In the advanced stage of Parkinson's disease, the phenomenon of freezing is often noted - a sudden short-term (usually from 1 to 10 seconds) blockade of the movement being performed. Freezing can be absolute or relative. Absolute freezing is characterized by the cessation of movement of the lower limbs (the feet are "glued to the floor"), as a result of which the patient cannot move. Relative freezing is characterized by a sudden reduction in the length of the step with a transition to a very short, shuffling step or stamping movements of the legs in place. If the body continues to move forward by inertia, there is a risk of falling. Freezing most often occurs at the moment of switching from one walking program to another: at the beginning of walking ("start delay"), when turning, overcoming an obstacle, for example, a threshold, passing through a door or a narrow opening, in front of an elevator door, when stepping onto an escalator, a sudden shout, etc. Most often, freezing develops against the background of weakening of the effect of levodopa drugs (in the "off" period), but over time, in some patients, they begin to occur in the "on" period, sometimes intensifying under the influence of an excessive dose of levodopa. Patients are able to overcome freezing by stepping over an obstacle, making an unusual movement (for example, dancing), or simply taking a step to the side. However, many patients with freezing develop a fear of falling, which forces them to sharply limit their daily activities.

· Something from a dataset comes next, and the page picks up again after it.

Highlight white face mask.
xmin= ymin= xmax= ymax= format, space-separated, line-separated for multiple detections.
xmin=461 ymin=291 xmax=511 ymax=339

At a late stage of Parkinson's disease, another variant of episodic gait disorder may develop - mincing gait. In this case, the ability to maintain the body's center of gravity within the support area is impaired, as a result the body shifts forward, and in order to maintain balance and avoid falling, patients, trying to "catch up" with the body's center of gravity, are forced to accelerate (propulsion) and may involuntarily switch to a fast short running step. The tendency to freeze, mincing gait, propulsions, falls correlates with increased variability of step length and the severity of cognitive impairment, especially of the frontal type.

Performing cognitive tasks and even just talking while walking (dual task), especially in the late stage of the disease in patients with cognitive impairment, leads to a cessation of movement - this indicates not only a certain deficit of cognitive functions, but also that they are involved in compensating for the statolocomotor defect (in addition, this reflects a general pattern inherent in Parkinson's disease: of two simultaneously performed actions, the more automated one is performed worse). Stopping walking while trying to simultaneously perform a second action predicts an increased risk of falls.

In most patients with Parkinson's disease, walking can be improved by visual cues (e.g., contrasting transverse stripes painted on the floor) or auditory cues (rhythmic commands or the sound of a metronome). In this case, a significant increase in step length is noted, approaching normal values, but walking speed increases by only 10-30%, mainly due to a decrease in step frequency, which reflects a defect in motor programming. Improvement of walking with external stimuli may depend on the activation of systems involving the cerebellum and premotor cortex and compensating for dysfunction of the basal ganglia and the associated supplementary motor cortex.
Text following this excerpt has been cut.